Before Christian communities try to address sexual ethics, the more fundamental
theological question demands attention: What can sexual intimacy tell us about God?
This book invites reflection on sexual relationships within a broad theological framework
marked by creation, fall, and redemption. These classical hallmarks of Christian faith are
proclaimed and enacted at every liturgical celebration of the Eucharist, which offers a
compelling way to engage the link between sexual intimacy and the longing for God, or
the hoped-for promise of “divine communion.”

Jay Emerson Johnson teaches at the Pacific School of Religion and Graduate
Theological Union, while serving as associate clergy at the Episcopal Church of the Good
Shepherd in Berkeley, CA. He is the author of Dancing with God: Anglican Christianity
and the Practice of Hope and served as the chair of the theology task group for I Will
Bless You and You Will Be A Blessing. He lives in Richmond, CA.

What do Christians want to say theologically about sexual intimacy? I do not mean to ask about whatever we might want properly to say and to do about sexual ethics, or the behavioral rules and institutional regulations that so many assume “ethics” to entail. I mean, rather, from a Christian perspective what is the theological and spiritual significance of sex? Would Christians offer the same response if asked about the theological significance of marriage? Do sex and marriage belong to a private realm of affectional intimacy only or do they also bear theologically on the Church’s witness to the Gospel in the world? . . . In more traditional language, these questions evoke an ancient quandary concerning the relationship between souls (the purely spiritual) and bodies (the resolutely physical). . . .

Christians present not just one of these but both at the Eucharistic Table.
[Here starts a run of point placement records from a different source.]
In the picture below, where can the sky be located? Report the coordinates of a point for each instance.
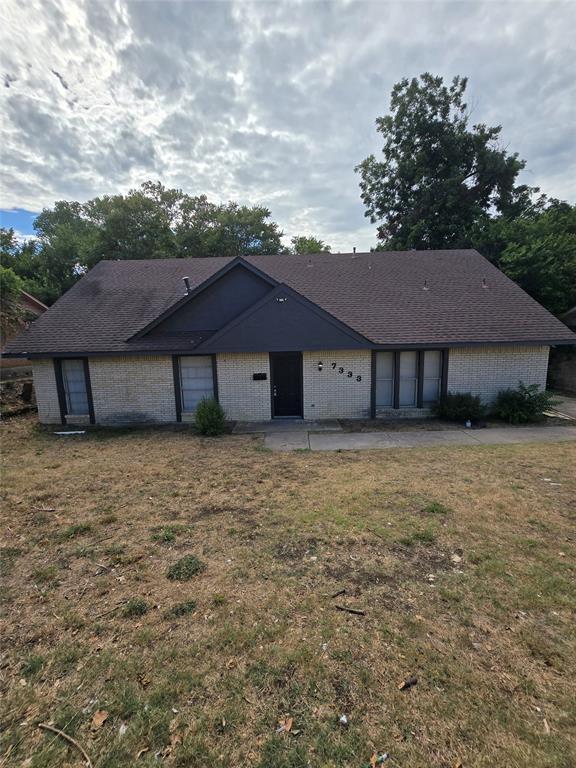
(266, 103)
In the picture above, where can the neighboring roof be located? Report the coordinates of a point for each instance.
(393, 298)
(569, 318)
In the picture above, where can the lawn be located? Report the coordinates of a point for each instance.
(169, 600)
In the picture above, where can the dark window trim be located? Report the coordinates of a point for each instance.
(178, 381)
(215, 379)
(419, 377)
(60, 388)
(373, 385)
(396, 395)
(177, 386)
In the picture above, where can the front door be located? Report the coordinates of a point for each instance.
(286, 375)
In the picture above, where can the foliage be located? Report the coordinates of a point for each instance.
(460, 406)
(537, 250)
(308, 244)
(438, 176)
(11, 311)
(180, 609)
(522, 405)
(151, 222)
(185, 568)
(209, 417)
(135, 607)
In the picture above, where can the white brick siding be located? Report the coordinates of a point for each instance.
(485, 371)
(242, 398)
(330, 394)
(129, 390)
(46, 391)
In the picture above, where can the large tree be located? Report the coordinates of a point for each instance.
(437, 175)
(308, 244)
(147, 223)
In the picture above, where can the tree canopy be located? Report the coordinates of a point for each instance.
(437, 176)
(152, 222)
(308, 244)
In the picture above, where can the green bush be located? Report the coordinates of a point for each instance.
(209, 417)
(185, 568)
(522, 405)
(460, 406)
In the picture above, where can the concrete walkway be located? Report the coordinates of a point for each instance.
(308, 439)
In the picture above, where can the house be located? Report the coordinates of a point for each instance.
(331, 335)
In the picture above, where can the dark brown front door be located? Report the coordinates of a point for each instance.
(286, 376)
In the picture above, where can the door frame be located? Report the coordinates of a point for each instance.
(272, 355)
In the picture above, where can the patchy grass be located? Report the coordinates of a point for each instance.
(462, 559)
(185, 568)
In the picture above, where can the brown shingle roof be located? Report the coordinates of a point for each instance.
(392, 298)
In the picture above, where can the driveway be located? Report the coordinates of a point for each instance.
(333, 440)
In some liturgical traditions Christians not only present both body and soul at the Table, but also offer them there as a “living sacrifice.” Offering our whole selves to the Eucharistic celebration prompts another ancient quandary concerning change and permanence. If only the soul endures beyond the body’s loss, what precisely about our bodily exaltations and fragilities do we wish to present with gratitude at the Table, where the Church memorializes the torture, suffering, and death of the body of Jesus? Do Christians prefer instead to reflect on bodily realities when proclaiming the promise of resurrection at that same Table? Which parts of our embodied lives do we leave behind in that Table’s foretaste of the heavenly life to come? . . .

This book offers a series of extended reflections on God. This book also and therefore offers a series of extended reflections on sex, or more precisely, on sexual intimacy. Reflecting on one leads organically to reflecting on the other. God and sex are closely intertwined and always have been, not least because the struggle to discern the meaning of human life has rarely strayed very far from the mysterious meaning of divine life. How God and sex interrelate has varied widely over many centuries, at times with rites of exuberant embrace and at others with exhortations to abstinence. Religious traditions may try to repress sexual desire or treat it with suspicion, but even then the bond between God and sex remains, though clearly troubled and contested.